Playing nice has practical value for Cuomo in helping to line up votes. But the appearance of playing nice is equally if not more important for a politician still trying to live down a reputation for pugnacity. Particularly because Cuomo isn’t relying completely on bonding to get what he needs. He encouraged the creation of the Committee to Save New York, a business group that has spent nearly $2.6 million on pro-Cuomo advertising and outreach. And Cuomo has reminded legislators, regularly yet subtly, that he knows how to play rough if necessary. Sometimes the message is sent through the Post’s legendary Albany columnist, Fred Dicker, who frequently quotes “sources close to the governor” railing against Shelly Silver, the Assembly leader, and Dean Skelos, the Senate boss, as enemies of reform. But capitol insiders know to read past the headlining jabs in Dicker’s columns for the important paragraphs. “Take that recent column that said Skelos is in trouble with his members,” says one of Cuomo’s legislative allies. “The interesting part was the second item, which said the reason the ethics bill is not happening is because Senator [Michael] Nozzolio has a law firm and doesn’t want to reveal his clients. I read that to be a signal from Andrew: ‘I’m coming after your members, and I’m going to get into their shit.’ That kind of thing will move people.” Cuomo has also craftily stirred other major issues, including legislative redistricting and gay marriage, into the mix periodically—in part because he wants them resolved, but also as bargaining chips or signal-senders to constituencies. “If you don’t keep people in Albany busy, they’ll assume you’re busy screwing them, because that’s how it’s been in the past,” a Cuomo adviser says.
Cuomo is a gifted storyteller.
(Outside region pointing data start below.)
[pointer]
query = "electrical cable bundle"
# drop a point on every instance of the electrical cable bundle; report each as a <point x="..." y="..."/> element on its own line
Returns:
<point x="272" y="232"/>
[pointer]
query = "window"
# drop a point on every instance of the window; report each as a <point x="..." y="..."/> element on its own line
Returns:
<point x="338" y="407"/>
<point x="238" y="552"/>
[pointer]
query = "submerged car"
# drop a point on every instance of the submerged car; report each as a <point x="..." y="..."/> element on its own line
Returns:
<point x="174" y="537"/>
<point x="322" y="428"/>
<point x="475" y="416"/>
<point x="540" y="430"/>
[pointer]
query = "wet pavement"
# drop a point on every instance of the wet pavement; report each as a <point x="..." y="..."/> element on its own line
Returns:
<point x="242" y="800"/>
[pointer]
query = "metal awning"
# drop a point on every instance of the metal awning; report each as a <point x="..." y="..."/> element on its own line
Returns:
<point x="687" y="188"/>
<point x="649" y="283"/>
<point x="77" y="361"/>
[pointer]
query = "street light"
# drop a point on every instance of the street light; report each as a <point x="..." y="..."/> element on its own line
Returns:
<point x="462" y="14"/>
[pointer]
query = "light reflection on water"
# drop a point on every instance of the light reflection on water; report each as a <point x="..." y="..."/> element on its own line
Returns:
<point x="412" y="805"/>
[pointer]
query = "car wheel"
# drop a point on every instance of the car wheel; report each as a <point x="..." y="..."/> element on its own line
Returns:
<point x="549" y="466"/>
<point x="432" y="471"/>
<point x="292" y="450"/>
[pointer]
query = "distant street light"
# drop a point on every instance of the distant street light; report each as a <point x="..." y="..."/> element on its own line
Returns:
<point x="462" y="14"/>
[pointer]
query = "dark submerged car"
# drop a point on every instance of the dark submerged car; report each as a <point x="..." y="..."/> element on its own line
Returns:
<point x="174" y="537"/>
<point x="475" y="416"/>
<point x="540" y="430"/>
He uses long pauses, multiple accents, shouts, breathy whispers—he puts on a real show. A former Cuomo operative remembers one of his old boss’s favorite tales about a predecessor, Nelson Rockefeller. Cuomo quizzed one of Rocky’s powerful aides, Alton Marshall, about the wealthy governor’s success with the Legislature. “Ah, Rocky,” Marshall told him. “Rocky would bring ’em over to the mansion, he’d sit around, they’d have a few bottles of wine, they’d have some cigars. He’d say, ‘What do you need? How can I help you? I like you.’ Oh, yeah, Rocky, he owned ’em. They loved him. He was charming.” Cuomo, the ex-aide says, was inspired, believing he had the skills, if not the libations, to work the same magic. “Yeah,” Marshall said, “and you know, every once in a while, you gotta take one of these guys outside and shoot him.”
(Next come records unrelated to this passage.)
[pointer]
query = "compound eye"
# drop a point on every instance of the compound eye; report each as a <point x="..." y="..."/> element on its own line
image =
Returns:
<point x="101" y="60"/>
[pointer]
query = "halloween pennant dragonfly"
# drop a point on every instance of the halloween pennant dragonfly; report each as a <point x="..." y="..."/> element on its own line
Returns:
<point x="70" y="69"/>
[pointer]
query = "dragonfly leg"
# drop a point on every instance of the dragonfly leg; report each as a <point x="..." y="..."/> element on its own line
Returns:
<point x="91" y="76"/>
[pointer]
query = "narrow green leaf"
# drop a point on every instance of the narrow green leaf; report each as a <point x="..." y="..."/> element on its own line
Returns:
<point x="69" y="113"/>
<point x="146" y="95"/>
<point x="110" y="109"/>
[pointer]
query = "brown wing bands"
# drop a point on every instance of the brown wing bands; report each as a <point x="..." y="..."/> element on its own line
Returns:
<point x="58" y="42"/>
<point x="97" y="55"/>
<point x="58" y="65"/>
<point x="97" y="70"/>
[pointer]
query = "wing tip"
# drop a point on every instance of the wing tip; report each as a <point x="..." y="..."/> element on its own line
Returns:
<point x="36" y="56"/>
Cuomo has deployed specialized pressure to the two powerful legislative bosses, Silver and Skelos, designed to fit the differing personalities and political needs of the two men. Last November’s election results returned Skelos to majority leadership; his Republican caucus has a slim numerical edge on the Senate Democrats but a vast advantage in discipline. The Senate Republican agenda is tilted toward its suburban Long Island base, making Cuomo’s proposal to cap property taxes and slash government spending a natural fit. He tells Skelos that they share an agenda and that the Republican leader and his members will gain respect with the public, showing they’re above politics, by compromising with a Democratic governor.
To those carrots, Cuomo adds two sticks: Skelos doesn’t want to discuss tougher ethics standards until after the budget is done, and he’d like to stall proposals for nonpartisan redistricting—the adoption of which would be a demographic death sentence for his Republican majority. Redistricting is required by law, but Cuomo isn’t forcing the issue of how lines will be redrawn—for now, anyway, which helps his relations with Skelos.